On Friday, Shurtleff said his office and attorneys for the FLDS Church were close to a deal that would return control of the trust and most of its holdings back to the church.
He said his office expects to submit that proposal to Lindberg today, even though neither the attorney general of Arizona nor court-appointed fiduciary Bruce Wisan had agreed to the proposal.
"They won't accept it," Shurtleff said Friday after participating in a panel discussion about polygamy and the law during a conference sponsored by the Center for Studies on New Religions in Salt Lake City.
Shurtleff said he didn't know whether Wisan and Arizona would submit their own proposals or simply object to the proposal his office submits to the court.
FLDS attorneys Rod Parker and Ken Okazaki said they were hopeful that a joint proposal could be filed today, but acknowledged they were "not close" to resolving differences with Wisan and Arizona.
"We'd like to see a peaceful resolution of the disputes," Okazaki said Friday.
The UEP was formed in 1942 to fulfill a core tenet of their beliefs — known as the Holy United Order — which calls for the sharing of assets for the benefit of those who adhere to church teachings.
Wisan has converted the trust into a secular entity and allowed former church members to return to the community to claim their share of assets.
At the direction of Jeffs, church members have largely ignored Wisan's management of the trust and have cooperated with him only when threatened with evictions.
Jeffs was arrested in 2006 and convicted in 2007 of two felony counts of rape as an accomplice for his role in a the 2001 marriage of an underage follower to her cousin.
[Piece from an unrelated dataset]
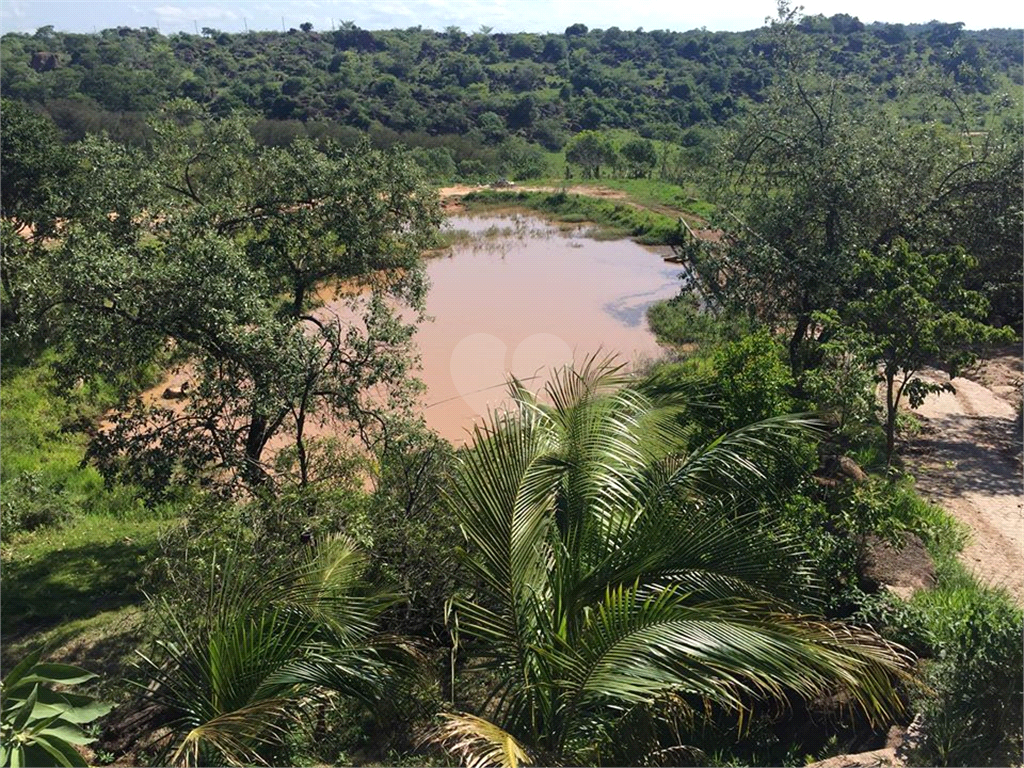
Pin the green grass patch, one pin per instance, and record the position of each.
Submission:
(612, 219)
(681, 321)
He is currently in an Arizona jail and faces criminal charges in that state and Texas related to other underage marriages.
With their leader jailed, church members sued to regain control of the trust last fall, when Wisan proposed selling off land set as aside for a temple.
Negotiators have been trying to agree on ways to fairly distribute homes and undeveloped trust property to FLDS Church members and nonmembers alike. Other settlement issues include access to cemeteries, parks and a medical clinic, as well as payment of more than $2.6 million to Wisan and firms he hired to perform various management duties.
Also today, the FLDS must pay Wisan $192,000, the balance due on a $385,000 bill for six months of delinquent housing occupancy fees. The judge ordered the payments as part of the settlement talks.